I only use hashing to verify that big disk images are copied without corruption to a new place.
For that it would be awesome, if there would be a clock that shows how long hashing will take!
Is there a comparison of those 9 hashes efficiency?
Which is the fastest for hashing eg. 6GB iso image?
Hi…sorry for the late note. I didn’t notice your comment (didn’t get a notification for some reason).

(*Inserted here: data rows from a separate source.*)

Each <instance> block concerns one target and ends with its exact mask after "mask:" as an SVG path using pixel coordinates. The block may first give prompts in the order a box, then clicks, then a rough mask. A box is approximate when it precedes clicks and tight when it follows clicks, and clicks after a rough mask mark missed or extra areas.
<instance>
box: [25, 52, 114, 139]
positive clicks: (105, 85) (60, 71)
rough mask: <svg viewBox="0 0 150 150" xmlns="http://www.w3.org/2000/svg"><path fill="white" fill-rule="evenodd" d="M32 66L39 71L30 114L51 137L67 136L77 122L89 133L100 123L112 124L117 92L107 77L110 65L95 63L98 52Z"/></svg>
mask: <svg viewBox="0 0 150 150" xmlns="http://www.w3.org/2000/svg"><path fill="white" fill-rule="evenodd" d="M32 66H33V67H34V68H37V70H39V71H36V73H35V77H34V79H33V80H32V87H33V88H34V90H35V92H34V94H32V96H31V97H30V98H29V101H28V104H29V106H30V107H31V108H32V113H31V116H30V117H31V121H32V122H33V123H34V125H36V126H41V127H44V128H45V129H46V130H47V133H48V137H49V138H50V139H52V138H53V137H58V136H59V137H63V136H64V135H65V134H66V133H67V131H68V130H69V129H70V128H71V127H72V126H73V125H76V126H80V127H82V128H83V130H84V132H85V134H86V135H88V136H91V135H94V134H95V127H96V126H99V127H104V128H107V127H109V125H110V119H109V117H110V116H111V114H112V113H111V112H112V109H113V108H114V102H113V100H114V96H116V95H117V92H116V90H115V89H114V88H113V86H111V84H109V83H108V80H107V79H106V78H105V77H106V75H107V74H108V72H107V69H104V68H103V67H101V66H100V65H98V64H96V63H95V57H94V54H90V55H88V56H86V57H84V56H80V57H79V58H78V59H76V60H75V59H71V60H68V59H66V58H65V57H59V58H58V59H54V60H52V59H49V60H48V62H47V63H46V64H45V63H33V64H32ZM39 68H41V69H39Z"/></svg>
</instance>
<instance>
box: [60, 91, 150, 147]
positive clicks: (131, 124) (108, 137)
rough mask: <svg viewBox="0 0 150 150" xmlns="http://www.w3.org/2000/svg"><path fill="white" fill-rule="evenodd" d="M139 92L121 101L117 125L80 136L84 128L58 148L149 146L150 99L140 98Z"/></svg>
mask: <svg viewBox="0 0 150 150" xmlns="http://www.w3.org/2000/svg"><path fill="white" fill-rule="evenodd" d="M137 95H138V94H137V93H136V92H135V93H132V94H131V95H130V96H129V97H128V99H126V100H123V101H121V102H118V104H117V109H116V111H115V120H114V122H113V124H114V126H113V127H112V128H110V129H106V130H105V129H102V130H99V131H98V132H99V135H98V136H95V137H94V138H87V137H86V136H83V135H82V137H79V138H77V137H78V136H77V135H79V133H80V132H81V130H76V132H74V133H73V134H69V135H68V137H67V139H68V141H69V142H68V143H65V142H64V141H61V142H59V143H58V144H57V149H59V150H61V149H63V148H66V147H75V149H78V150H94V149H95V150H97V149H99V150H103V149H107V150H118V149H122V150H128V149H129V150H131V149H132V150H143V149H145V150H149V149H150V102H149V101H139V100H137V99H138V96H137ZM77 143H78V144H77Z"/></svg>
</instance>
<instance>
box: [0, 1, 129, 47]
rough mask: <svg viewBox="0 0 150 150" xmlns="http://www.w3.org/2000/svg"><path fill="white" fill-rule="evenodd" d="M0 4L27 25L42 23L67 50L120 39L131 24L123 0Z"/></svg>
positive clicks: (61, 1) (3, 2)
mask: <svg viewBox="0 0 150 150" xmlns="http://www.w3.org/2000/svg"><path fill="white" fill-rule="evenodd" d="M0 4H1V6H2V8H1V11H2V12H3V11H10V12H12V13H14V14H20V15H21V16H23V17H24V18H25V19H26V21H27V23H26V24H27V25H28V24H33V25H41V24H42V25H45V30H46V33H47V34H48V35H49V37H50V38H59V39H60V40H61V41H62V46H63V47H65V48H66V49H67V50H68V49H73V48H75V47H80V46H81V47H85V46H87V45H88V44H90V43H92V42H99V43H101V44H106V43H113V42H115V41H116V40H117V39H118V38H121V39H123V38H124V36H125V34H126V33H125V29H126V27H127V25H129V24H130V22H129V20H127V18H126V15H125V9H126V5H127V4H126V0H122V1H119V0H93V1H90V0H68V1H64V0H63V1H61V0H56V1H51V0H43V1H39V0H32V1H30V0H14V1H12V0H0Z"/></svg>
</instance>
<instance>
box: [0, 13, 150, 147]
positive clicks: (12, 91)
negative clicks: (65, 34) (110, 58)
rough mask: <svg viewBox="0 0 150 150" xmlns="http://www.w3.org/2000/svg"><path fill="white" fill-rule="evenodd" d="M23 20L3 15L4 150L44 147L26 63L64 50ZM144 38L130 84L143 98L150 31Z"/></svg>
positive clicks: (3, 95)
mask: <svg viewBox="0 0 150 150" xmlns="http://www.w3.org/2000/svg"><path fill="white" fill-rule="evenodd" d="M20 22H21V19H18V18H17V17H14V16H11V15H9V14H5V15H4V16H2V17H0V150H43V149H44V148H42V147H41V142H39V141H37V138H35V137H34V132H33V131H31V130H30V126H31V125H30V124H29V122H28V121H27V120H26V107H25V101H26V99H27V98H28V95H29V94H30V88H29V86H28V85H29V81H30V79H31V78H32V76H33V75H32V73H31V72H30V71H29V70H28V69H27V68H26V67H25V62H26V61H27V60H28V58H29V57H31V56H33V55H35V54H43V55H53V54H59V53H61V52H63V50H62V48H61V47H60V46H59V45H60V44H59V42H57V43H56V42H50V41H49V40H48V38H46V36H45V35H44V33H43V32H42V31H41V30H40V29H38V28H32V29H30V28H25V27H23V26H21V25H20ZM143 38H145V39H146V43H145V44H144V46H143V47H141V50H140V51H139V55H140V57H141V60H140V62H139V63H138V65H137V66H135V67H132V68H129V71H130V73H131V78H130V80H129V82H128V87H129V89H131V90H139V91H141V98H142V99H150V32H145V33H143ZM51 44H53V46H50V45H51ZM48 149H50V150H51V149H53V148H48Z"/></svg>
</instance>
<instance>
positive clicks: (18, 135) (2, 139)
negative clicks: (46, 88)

“if there would be a clock that shows how long hashing will take!” – you mean before it starts, based on its size? Not really possible, because your disk and CPU will impact how quickly it can read it, and what your computer is asked to do at the same time during the process will also impact it. No direct comparison that I know of, but, for raw speed, xxHash or CRC32 will be the fastest. But it is rare for ISO distributors to use those hash algorithms on their website for you to compare against. It is usually SHA-1, SHA-256, or MD5. Of those three, MD5 is the fastest.